Security threat triggers debate on whether to give guards guns
Posted Thursday, October 27 2011 at 22:00
- Some companies feel there is need for them to have armed units since police cannot be everywhere at once but a security expert says idea is bad as it may result in more killings
At the Majlis Resort on Manda Island, the night watchman carries only a radio and a torch. As dusk falls on the island, a team of local police officers armed with rifles arrives and settles down on the beachfront.
Less than a month ago, Somali pirates kidnapped French woman Marieu Dedieu from this very spot. Now police are here to guard a handful of tourists still remaining in Lamu, because they are the only ones who can do it.
“The government wrote a letter to guarantee there will be permanent night patrols. For the day, I don’t know yet … but if there is nothing else available, of course, I will have to employ armed guards,” says Majlis owner Stefano Moccia.
Somali criminals have breached Kenya’s borders to kidnap foreigners three times in the past five weeks, most recently when two Spanish aid workers were seized at the Dadaab refugee camp.
With Kenyan and African Union military forces laying waste to suspected Al-Shabaab strongholds in Kismayu and Afmadow, the militant Islamist group has been vocal in promising retaliatory terrorist attacks against buildings and citizens in Nairobi.
Police can’t be everywhere at once, and in the cases of kidnappings and terrorist attacks, private security companies are oftentimes the first responders. This means that in Kenya, private security companies must answer a contentious question: Is it time to arm their guards?
“It’s a difficult question, but I think it would be a bad idea. More arms mean a greater risk of people being hurt and killed. In South Africa, companies will say by arming a guard you make him a target for violence because people want to steal his gun,” says Prof Rita Abrahamsen, an expert on African security issues at the University of Ottawa in Canada.
There are at least 2,000 private security firms operating in Kenya, with tens of thousands of employees. Civilians are prohibited from owning automatic or semi-automatic weapons under Kenyan law, and many security companies choose to work with the Administration Police, meaning private security guards in Kenya do not carry guns.
This is a good thing, according to Prof Abrahamsen. She says guards’ lack of training and low salaries — between Sh5,000 and Sh18,000 per month — could create a situation in which more crimes are committed, either by the armed guards themselves or criminals who gain access to the firearms.
“It’s true that guards are pretty ineffectual in dangerous situations, but at the same time one has to ask: If they were more effective, what would be the implications of that? Would there be more deaths?
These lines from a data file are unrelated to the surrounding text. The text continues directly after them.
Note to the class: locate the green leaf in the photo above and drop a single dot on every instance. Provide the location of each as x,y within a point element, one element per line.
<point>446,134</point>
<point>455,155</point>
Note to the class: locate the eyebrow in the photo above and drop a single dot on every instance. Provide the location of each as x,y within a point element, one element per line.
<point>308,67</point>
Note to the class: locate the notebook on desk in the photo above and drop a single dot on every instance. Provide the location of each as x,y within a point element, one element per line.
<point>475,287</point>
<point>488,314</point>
It’s more important to have effective police and military forces,” she says.
Initially criticised for its slow response to the Lamu attacks, including allowing the kidnappers of Ms Dedieu to escape over a 12-hour stretch of daylight, the Kenyan Government has now implemented strong security measures to restore peace in the region.
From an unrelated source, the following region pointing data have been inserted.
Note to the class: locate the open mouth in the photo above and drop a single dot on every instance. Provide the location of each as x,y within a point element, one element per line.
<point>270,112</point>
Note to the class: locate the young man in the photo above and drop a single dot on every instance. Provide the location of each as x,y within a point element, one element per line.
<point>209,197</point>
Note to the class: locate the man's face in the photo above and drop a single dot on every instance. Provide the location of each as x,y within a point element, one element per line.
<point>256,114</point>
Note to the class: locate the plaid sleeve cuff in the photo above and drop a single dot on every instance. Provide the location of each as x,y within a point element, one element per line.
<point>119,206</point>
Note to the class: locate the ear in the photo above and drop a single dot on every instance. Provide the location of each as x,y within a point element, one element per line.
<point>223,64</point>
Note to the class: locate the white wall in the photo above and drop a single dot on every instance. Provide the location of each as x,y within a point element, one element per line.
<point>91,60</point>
District commissioner Stephen Ikua says new security outposts and increased military and police patrols are one solution. But he is also calling for private citizens to receive training and firearms.
“It would have helped at Dadaab, and it would have helped here. It’s an area my team is exploring. We might offer some areas where you’re allowed to arm the Kenya Private Reserves, the civilians and the private guards. It works,” he says.
Mr Ikua says permanent solutions are needed, and the government cannot afford to use a light touch when it comes to piracy and kidnappings.
“In remote areas, civilians and private guards are the people who are able to deter and respond before the main forces come in. If we had hit (the pirates) hard the first time, we would not have this problem now,” he says.
One method of getting guns to the guards could be through the new Security Industry Regulation Bill, currently in Parliament.
The Bill calls for a regulatory board to oversee the industry, as well as minimum wages, employee training standards and vetting measures.
Some say the Bill is the first step towards arming private security guards.